Höchstwahrscheinlich wird der Fonds nun primär sein Infrastruktur-Investment ausbauen und direkt in Verkehrs- oder Energieprojekte investieren.

Im Nachbarland Schweden ist mit der EQT die Private-Equity-Gesellschaft der Wallenberg-Dynastie beheimatet. Das Unternehmen ist vergleichsweise winzig, profitiert aber von der Aufmerksamkeit für skandinavische Private-Equity-Geschäfte. Der Aktienkurs ist in den letzten Wochen deutlich gestiegen. Spekulationen, dass EQT den norwegischen Staatsfonds im neuen Anlageschwerpunkt berät, werden natürlich weder bestätigt noch dementiert.

Nvidia bricht nachrichtenlos ein

nothing
Abbildung 1: Preisverlauf der Nvidia-Aktie. Ikarus lässt grüßen.

In einem Vierteljahr verdoppelt sich der Aktienpreis. Die Marktkapitalisierung beträgt 2 Billionen Dollar. Und kein Ende des Booms in Sicht. Das ist die zugespitzt verkürzt die Nvidia-Story.
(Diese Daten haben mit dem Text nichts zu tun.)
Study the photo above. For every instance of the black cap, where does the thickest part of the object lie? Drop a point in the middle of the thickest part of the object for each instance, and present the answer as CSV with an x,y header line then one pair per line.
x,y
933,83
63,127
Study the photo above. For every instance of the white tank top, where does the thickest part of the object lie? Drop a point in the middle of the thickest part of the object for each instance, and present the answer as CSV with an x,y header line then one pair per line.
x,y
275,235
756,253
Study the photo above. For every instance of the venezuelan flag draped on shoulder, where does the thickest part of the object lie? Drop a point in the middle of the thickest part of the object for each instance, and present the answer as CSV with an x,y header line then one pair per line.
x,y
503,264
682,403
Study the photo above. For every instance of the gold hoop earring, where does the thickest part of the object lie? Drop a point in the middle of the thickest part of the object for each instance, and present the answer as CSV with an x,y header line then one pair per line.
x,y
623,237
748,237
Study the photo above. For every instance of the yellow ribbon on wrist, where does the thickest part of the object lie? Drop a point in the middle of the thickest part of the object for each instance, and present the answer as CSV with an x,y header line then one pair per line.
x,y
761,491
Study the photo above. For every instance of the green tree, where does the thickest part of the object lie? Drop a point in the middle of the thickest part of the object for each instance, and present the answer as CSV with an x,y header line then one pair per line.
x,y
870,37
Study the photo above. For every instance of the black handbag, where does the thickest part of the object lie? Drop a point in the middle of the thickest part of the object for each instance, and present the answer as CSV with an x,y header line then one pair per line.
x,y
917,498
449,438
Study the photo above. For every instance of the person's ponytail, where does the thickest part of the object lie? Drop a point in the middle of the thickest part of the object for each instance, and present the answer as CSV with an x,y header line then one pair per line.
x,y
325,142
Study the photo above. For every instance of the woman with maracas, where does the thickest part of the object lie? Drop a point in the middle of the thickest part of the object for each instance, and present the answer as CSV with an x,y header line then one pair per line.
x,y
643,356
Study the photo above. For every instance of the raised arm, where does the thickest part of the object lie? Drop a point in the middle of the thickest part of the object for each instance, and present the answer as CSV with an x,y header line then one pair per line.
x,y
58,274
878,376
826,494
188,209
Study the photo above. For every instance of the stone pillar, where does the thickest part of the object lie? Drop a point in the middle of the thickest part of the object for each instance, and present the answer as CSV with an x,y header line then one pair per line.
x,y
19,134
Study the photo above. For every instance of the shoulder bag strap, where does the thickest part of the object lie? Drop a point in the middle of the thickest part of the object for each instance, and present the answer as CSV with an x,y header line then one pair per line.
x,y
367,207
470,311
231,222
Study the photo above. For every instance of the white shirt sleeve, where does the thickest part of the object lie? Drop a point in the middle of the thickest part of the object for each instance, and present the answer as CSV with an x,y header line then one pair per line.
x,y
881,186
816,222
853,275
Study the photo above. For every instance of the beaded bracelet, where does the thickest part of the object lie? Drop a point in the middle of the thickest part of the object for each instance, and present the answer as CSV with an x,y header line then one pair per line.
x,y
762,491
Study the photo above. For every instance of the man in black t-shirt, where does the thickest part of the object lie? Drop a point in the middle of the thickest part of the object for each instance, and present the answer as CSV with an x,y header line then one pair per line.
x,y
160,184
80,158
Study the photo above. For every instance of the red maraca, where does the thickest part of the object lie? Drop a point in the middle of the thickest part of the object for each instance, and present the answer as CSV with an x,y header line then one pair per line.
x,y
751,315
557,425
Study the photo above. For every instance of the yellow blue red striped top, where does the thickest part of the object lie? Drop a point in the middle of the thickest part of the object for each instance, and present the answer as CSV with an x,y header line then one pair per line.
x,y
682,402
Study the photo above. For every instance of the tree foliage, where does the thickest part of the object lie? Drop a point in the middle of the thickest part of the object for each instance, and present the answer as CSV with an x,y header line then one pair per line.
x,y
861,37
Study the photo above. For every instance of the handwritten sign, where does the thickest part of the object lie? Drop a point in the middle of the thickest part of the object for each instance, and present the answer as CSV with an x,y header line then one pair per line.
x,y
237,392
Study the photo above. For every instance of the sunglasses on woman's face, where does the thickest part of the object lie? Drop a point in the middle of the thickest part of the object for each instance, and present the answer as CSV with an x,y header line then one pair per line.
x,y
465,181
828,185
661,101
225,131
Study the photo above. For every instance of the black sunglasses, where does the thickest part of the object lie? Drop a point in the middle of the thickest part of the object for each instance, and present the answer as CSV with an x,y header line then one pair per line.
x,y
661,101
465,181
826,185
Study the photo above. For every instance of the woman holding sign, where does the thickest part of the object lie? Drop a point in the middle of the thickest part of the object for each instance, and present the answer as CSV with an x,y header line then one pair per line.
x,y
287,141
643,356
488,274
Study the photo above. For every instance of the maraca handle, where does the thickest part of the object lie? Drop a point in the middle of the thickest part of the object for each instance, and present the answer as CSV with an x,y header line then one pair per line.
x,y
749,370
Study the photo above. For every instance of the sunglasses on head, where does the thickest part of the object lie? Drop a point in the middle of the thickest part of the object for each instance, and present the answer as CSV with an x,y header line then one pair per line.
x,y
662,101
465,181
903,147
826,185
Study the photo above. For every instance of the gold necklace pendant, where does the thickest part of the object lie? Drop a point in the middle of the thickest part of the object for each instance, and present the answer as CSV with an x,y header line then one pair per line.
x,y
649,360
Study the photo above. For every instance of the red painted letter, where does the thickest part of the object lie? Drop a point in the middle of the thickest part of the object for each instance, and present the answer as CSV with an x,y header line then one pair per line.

Am Freitag versuchten einige Händler die Marke von 1.000 $ pro Aktie anzuhandeln, offenbar um Buy-Stops an dieser runden Zahl zu triggern. Unterhalb waren aber offenbar massenhaft Gewinmitnahme-Orders platziert. Tatsächlich fiel die Aktie den gesamten Handelsverlauf wie ein Stein. Auf Wochensicht ist die Aktie per Saldo unverändert, auf Tagesbasis bleibt bei hohem Volumen ein Abschlag von 15 Prozent – nachrichtenlos.

Snowflake tummelt führerlos umher

Bereits vor einer Woche sank der Aktienkurs des Cloud-Spezialisten Snowflake um ein Viertel. Das Wachstum ist nicht ganz so stürmisch, wie es die Spekulanten gern sehen würden. Wichtiger ist die Ablösung des CEO’s. Der inzwischen 65-jährige Frank Slotmann, der den Börsengang orchestriert hatte, wird überraschend von einem Ex-Google Manager abgelöst (Sridhar Ramaswamy).

Seitdem gibt die Aktie fast täglich ein wenig ab. Der Aktienkurs ist innerhalb von 10 Tagen von 235 auf 160 $ gesunken.

nothing
Abbildung 2: Preisverlauf der Snowflake Aktie

Die Abb. 2 zeigt am Tag Eins nach dem Kursrutsch ein sehr hohes Handelsvolumen. Hier waren offenbar Schnäppchenjäger unterwegs. In den Folgetagen gab der Aktienkurs unter weiterhin hohem Volumen weiter nach.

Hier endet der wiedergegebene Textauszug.